Freezing effects in the two dimensional one-component plasma and in thin film type II superconductors

TL;DR

This study uses Monte Carlo simulations to analyze how freezing effects manifest in two-dimensional plasma and thin film superconductors, revealing edge-induced density oscillations linked to correlation lengths and finite size effects.

Contribution

It provides new insights into the temperature-dependent density oscillations and finite size effects in 2D plasma and superconductor models through simulation.

Findings

Density oscillations develop from the edge into the bulk as temperature decreases.

Oscillation amplitude increases with lowering temperature.

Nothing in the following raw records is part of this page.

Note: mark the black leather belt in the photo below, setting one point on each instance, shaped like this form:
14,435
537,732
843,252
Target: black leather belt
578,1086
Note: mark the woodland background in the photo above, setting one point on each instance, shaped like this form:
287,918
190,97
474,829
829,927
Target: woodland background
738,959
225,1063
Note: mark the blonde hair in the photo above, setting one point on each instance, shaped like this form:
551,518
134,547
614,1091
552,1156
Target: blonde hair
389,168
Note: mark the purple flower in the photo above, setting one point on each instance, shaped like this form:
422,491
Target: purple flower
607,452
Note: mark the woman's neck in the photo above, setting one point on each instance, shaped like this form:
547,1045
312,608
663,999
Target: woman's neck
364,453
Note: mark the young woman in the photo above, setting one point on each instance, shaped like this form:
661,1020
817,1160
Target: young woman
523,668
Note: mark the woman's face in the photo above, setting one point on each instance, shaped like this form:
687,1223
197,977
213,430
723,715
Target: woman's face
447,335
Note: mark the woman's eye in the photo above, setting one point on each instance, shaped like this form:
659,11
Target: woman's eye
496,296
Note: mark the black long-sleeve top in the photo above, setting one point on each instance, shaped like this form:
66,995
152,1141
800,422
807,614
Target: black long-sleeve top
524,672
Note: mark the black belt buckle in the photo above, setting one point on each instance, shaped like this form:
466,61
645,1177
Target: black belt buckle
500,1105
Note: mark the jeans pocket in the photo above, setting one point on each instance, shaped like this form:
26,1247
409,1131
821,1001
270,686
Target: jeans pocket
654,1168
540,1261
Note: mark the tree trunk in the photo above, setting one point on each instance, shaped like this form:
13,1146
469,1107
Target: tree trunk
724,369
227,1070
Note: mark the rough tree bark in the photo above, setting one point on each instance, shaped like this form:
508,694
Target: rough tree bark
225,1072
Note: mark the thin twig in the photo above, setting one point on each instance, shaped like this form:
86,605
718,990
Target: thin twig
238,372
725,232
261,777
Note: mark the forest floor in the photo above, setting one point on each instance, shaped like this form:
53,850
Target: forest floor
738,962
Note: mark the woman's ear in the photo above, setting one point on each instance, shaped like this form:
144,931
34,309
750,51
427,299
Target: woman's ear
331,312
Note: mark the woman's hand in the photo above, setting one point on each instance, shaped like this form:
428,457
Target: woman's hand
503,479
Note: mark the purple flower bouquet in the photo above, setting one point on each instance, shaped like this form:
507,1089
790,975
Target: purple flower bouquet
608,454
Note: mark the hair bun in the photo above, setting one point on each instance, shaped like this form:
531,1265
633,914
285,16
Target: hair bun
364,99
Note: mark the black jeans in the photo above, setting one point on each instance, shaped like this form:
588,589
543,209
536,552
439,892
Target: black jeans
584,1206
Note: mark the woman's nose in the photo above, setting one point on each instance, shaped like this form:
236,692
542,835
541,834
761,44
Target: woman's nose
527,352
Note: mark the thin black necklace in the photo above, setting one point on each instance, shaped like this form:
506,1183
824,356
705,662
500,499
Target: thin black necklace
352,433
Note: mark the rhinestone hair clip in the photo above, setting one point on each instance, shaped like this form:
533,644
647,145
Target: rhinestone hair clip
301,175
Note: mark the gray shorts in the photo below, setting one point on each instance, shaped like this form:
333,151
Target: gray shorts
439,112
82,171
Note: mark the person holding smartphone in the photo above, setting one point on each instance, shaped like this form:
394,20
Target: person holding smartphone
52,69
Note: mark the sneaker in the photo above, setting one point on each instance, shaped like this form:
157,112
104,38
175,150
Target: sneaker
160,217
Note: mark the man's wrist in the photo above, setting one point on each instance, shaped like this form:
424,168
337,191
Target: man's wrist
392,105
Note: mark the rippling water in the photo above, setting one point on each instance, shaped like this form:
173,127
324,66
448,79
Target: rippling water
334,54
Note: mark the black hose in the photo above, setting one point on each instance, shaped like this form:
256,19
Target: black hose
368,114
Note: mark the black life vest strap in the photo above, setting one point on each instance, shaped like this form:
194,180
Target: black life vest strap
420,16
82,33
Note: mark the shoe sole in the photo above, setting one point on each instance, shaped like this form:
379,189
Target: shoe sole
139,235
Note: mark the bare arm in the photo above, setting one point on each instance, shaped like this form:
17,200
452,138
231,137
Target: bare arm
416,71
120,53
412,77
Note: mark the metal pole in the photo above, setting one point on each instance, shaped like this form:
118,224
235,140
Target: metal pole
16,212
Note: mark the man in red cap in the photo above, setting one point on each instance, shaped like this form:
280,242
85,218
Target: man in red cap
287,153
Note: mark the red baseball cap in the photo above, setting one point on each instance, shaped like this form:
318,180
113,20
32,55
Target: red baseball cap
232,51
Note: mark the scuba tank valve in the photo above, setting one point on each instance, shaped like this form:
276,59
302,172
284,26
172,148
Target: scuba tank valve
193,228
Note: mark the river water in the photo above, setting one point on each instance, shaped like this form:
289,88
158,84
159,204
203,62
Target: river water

Correlation length matches the oscillation length scale at different temperatures.

Abstract

We present results of Monte Carlo simulations of the two dimensional one-component plasma and of the Ginzberg-Landau model in the lowest Landau level approximation, with both charges and vortices respectively confined within a disc. In both models we see that as the temperature is reduced, oscillations in the radial density develop which spread into the bulk from the edge of the disc. The amplitude of these oscillations grows as the temperature is lowered and the length scale over which the oscillations occurs is the same as the correlation length for local crystalline order at that temperature. At temperatures similar to those where earlier studies have reported a first-order fluid-crystal phase transition, the correlation length is comparable to the linear dimensions of the samples studied, which suggests that finite size effects will be affecting the accuracy of their conclusions.